Semua itu bukan tanda malas. Itu tanda kapasitas keputusan sudah terkuras.


Apa Itu Decision Fatigue?

Decision fatigue adalah kondisi ketika kemampuan otak untuk membuat keputusan menurun karena:

  • terlalu banyak pilihan
  • terlalu banyak pertimbangan
  • terlalu sering pindah konteks

Otak manusia tidak dirancang untuk memilih sepanjang hari.

Setiap keputusan — sekecil apapun — tetap mengonsumsi energi mental


Kenapa Dunia Modern Memperparahnya?

Karena kita hidup di lingkungan dengan:

  • notifikasi tanpa henti
  • pilihan tak terbatas
  • tuntutan respons cepat

Bahkan sebelum bekerja, kita sudah membuat puluhan keputusan: apa yang dibaca, dibalas, dan diabaikan.

Dan energi itu tidak pernah kembali secara otomatis.

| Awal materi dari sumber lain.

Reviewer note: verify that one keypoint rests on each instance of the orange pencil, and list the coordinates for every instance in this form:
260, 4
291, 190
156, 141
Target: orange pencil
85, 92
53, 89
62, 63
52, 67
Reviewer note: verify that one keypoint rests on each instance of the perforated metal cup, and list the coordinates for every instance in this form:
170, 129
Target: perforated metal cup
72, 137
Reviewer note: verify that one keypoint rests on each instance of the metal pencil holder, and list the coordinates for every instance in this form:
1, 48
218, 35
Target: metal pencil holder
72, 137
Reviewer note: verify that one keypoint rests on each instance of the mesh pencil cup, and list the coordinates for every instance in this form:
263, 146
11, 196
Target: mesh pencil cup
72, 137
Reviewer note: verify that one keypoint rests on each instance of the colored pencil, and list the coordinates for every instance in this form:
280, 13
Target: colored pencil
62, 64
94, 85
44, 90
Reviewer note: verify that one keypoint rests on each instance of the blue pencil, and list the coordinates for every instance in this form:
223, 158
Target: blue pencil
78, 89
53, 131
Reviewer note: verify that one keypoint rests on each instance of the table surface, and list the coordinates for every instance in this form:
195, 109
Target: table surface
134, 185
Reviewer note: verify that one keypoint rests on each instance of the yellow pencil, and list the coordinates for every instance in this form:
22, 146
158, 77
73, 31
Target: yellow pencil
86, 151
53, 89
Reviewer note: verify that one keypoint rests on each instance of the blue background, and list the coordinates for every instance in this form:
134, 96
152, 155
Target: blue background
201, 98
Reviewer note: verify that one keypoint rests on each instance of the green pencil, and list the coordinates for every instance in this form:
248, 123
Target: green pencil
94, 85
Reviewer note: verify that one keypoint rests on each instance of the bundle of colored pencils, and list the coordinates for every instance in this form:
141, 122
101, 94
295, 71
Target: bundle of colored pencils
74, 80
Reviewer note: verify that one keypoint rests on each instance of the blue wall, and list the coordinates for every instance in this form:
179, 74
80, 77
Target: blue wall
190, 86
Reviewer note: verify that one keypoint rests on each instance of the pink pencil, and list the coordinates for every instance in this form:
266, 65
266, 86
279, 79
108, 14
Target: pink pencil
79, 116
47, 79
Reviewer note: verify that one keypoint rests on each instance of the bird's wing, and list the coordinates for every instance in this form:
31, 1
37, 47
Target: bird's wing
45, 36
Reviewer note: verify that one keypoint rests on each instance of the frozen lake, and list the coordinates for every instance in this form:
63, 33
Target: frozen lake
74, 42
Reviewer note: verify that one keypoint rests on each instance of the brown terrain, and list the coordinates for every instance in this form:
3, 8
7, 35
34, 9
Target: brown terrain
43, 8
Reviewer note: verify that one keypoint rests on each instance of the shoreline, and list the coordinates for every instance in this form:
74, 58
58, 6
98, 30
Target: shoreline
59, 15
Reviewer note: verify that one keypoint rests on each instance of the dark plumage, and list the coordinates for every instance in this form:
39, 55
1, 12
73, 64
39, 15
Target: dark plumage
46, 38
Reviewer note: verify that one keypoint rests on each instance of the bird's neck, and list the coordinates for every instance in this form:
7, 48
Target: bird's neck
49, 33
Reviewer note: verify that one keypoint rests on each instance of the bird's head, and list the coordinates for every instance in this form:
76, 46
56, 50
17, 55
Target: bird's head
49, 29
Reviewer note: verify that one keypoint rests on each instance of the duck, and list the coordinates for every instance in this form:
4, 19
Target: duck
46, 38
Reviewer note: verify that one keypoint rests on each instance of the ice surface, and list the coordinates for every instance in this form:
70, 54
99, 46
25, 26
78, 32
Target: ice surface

Hubungan Decision Fatigue & Produktivitas

Ketika decision fatigue muncul:

  • kita memilih yang paling mudah
  • menunda yang penting
  • menghindari deep work

Inilah sebabnya banyak orang:

Sibuk seharian tapi tidak bergerak kemana-mana.

Masalahnya bukan terletak di niat.
Tapi kapasitas mental habis sebelum hal penting dikerjakan.


Cara Sederhana Mengurangi Decision Fatigue

Bukan dengan motivasi instan.
Tapi dengan mengurangi kebutuhan memilih.

Contoh:

  • jadwal kerja yang konsisten
  • ritual awal hari yang sama
  • prioritas mingguan yang jelas

Semakin sedikit keputusan kecil, semakin banyak energi tersedia untuk keputusan besar.

Burnout jarang datang karena satu keputusan besar.
Ia datang karena ratusan keputusan kecil yang tidak disadari.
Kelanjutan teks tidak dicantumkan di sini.